Consumer research — LLM + real-time + voice and video

September 20, 2024

@Praveen_Maloo shows a great example here of a voice AI experience that's both scripted and open-ended.

People "follow scripts" all the time in our conversations. We ask a question. If we don't get an answer that's complete or that we understand, we ask follow-up questions. Or maybe we engage with that answer and then circle back later to the first question.

This is a big part of what makes conversations feel "human-like."

Large Language Models are good at this aspect of human-like conversation — capable of aiming towards goals while also being flexible.

But you need to do a few things to build production-quality scripted, open-ended LLM applications.

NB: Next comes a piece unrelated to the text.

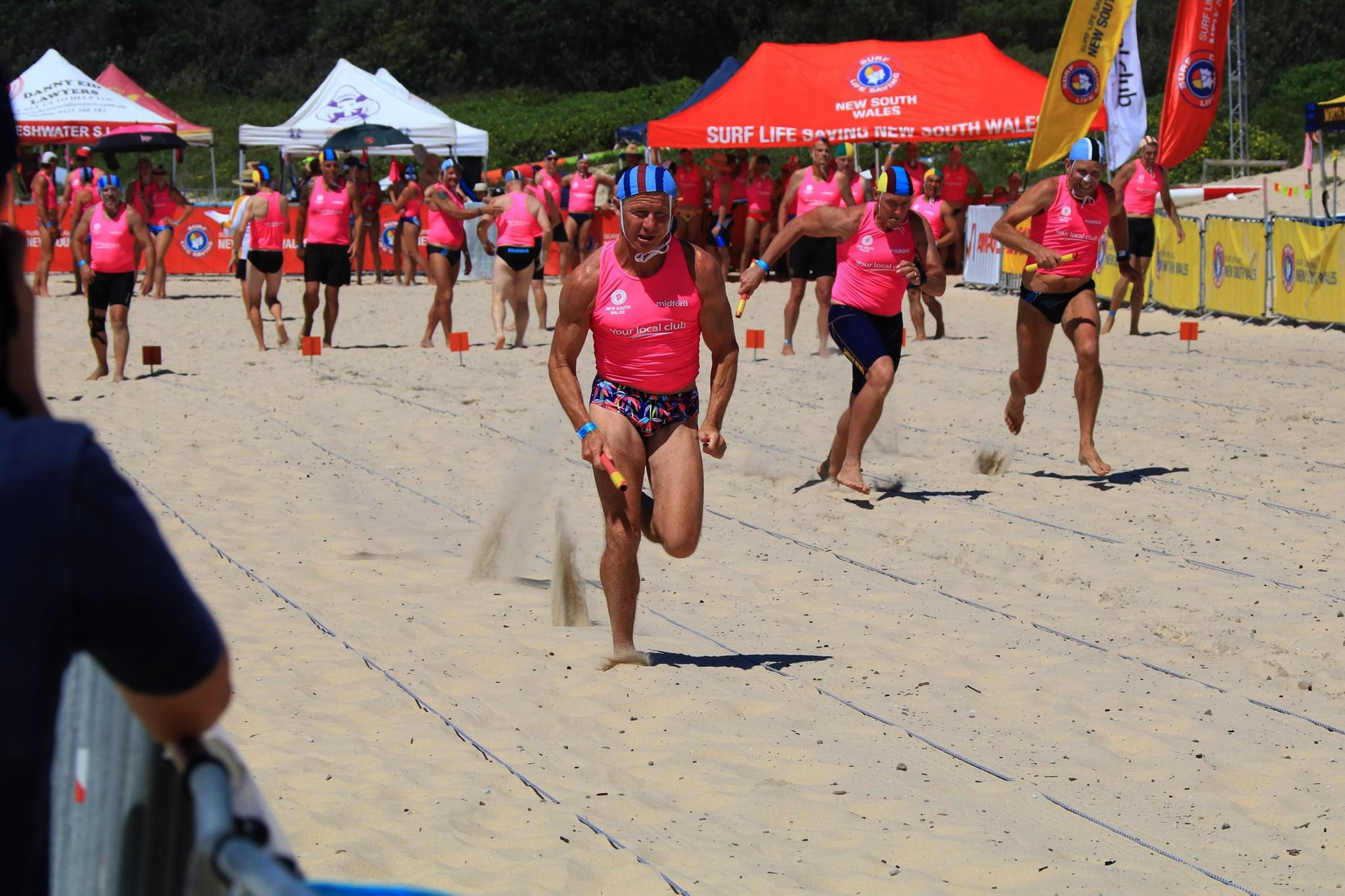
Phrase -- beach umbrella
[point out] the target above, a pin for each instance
(363, 136)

☀️ Iterating to get prompts right takes a fair amount of effort! All of us who build these kinds of things the first time use prompts that are too short, not specific enough, and generally just not great. Prompt engineering for complex use cases takes practice. Multi-turn, goal-oriented, human-like conversation is a complex use case.

☀️ Function calling (or structured data outputs) is important for these use cases. Function calling is quite good with the current generation of state-of-the-art LLMs, but the "control loop" for function calling is a little hard to wrap your mind around the first couple of times you write LLM+function calling code. And testing to make sure function calling works reliably means building good eval frameworks.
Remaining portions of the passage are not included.